London: The unemployment rate in the 16-nation euro zone ballooned to 9.5% in May, the highest in 10 years, as the economies in the region continued to grapple with deepening recession.
For the 16 countries sharing the common currency euro, the jobless rate is the highest since May 1999.
Eurostat, the official statistical agency for the European community, on Thursday said the unemployment rate in 27-nation European Union jumped to 8.9% in May. The figure is the highest since June 2005.
“The euro area seasonally-adjusted unemployment rate was 9.5% in May 2009, compared with 9.3% in April. It was 7.4% in May 2008.
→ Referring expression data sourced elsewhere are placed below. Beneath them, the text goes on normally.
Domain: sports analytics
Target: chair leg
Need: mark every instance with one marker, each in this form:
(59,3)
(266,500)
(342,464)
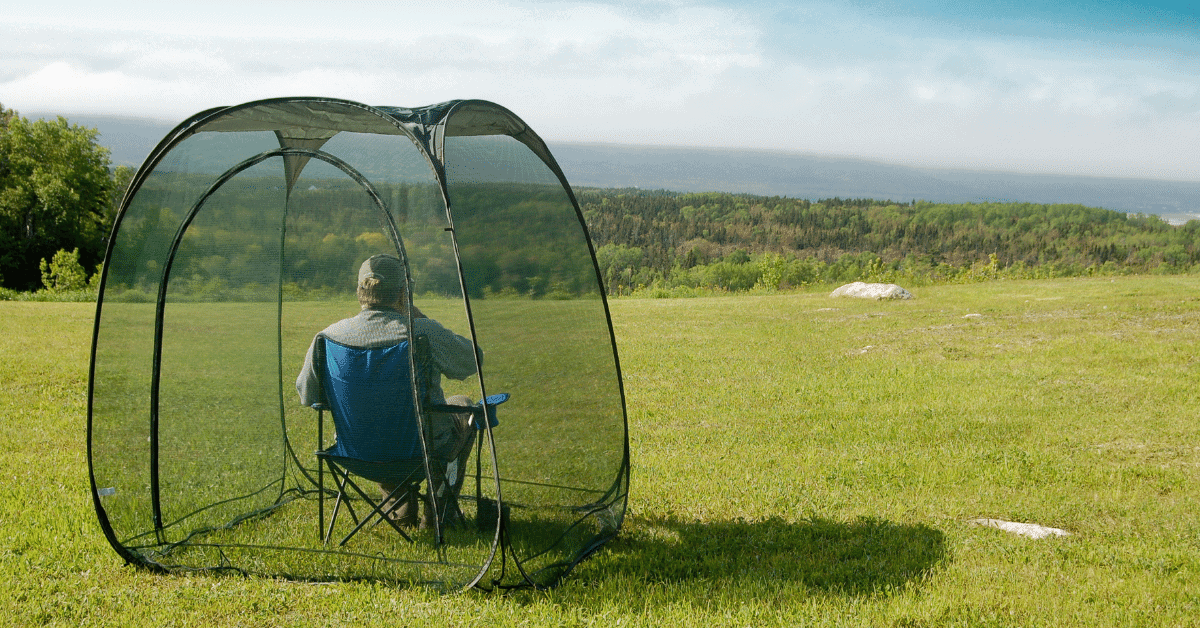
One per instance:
(377,512)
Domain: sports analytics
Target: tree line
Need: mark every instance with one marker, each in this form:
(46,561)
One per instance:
(679,241)
(59,197)
(58,192)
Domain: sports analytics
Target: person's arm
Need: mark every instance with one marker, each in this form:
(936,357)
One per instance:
(307,384)
(451,353)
“The European Union unemployment rate was 8.9% in May 2009, compared with 8.7% in April. It was 6.8% in May 2008,” the Eurostat said in a statement.
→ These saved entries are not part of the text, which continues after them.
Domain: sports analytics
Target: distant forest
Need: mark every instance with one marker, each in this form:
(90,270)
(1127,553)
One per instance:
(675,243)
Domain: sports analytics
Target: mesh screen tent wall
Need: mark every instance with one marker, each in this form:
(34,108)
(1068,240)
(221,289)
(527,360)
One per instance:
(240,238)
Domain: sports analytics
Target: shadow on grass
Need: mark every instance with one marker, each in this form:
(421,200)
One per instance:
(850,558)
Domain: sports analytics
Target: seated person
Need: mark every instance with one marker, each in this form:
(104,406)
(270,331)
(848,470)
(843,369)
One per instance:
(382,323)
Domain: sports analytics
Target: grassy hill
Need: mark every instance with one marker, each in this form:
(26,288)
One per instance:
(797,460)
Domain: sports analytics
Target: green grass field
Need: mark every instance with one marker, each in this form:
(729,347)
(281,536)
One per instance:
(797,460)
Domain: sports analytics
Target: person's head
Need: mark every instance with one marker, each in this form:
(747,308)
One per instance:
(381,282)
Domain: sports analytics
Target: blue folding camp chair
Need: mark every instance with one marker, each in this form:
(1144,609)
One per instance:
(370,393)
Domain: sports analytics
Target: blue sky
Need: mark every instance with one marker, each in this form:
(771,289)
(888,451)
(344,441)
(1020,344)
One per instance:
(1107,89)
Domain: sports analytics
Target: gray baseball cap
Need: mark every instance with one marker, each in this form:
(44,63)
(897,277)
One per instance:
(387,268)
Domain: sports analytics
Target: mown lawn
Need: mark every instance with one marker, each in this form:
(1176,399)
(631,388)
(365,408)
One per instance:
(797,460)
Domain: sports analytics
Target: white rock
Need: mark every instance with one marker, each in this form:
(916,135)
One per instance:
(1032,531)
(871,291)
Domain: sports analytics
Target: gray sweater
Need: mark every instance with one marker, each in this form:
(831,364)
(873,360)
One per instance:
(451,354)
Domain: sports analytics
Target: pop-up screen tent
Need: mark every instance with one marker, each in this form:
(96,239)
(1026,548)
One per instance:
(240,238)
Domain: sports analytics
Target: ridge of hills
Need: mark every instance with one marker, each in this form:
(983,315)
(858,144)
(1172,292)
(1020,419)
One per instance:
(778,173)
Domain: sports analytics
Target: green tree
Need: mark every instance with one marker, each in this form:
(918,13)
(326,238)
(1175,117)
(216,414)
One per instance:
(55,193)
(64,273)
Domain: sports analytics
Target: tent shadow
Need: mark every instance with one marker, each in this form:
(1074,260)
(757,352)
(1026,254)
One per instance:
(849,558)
Going by the official figures, 21.46 million men and women were unemployed in the European Union in May. Out of them, 15.01 million were in the euro area.
In comparison with April, the number of jobless persons climbed by 3,85,000 in the European Union and by 273,000 in the euro zone.
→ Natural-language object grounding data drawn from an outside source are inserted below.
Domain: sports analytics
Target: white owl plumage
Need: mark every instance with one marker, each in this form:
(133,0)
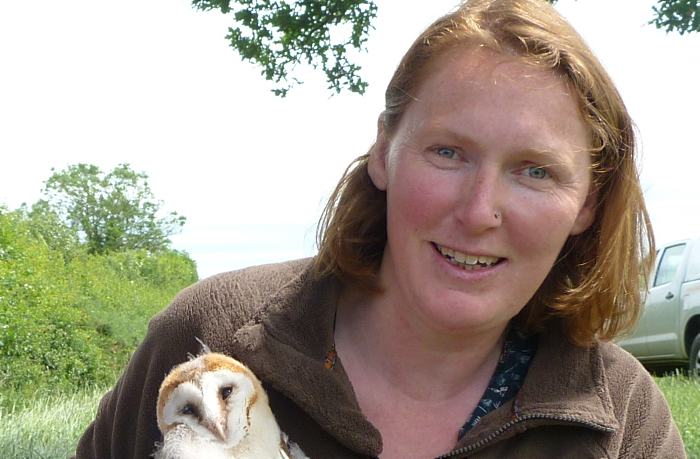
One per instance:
(214,407)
“Compared with May 2008, unemployment went up by 5.111 million in the European Union and by 3.40 million in the euro area,” the statement noted.
Battered by the global economic turmoil, many of the European economies are deep in recession. Consequently, a large number of companies in the region have resorted to massive layoffs as part of their measures to slash costs.
“Between May 2008 and May 2009, the unemployment rate for males rose from 6.7% to 9.3% in the euro area and from 6.4% to 8.9% in the European Union,” the statement noted.
Eurostat said that female unemployment rate increased from 8.2% to 9.7% in the euro area and from 7.4% to 8.9% in the European Union.
Among the European nations, the highest jobless rates were recorded in Spain at 18.7%, followed by Latvia (16.3%) and Estonia (15.6%).
The lowest unemployment rates were reported in the Netherlands (3.2%) and Austria (4.3%).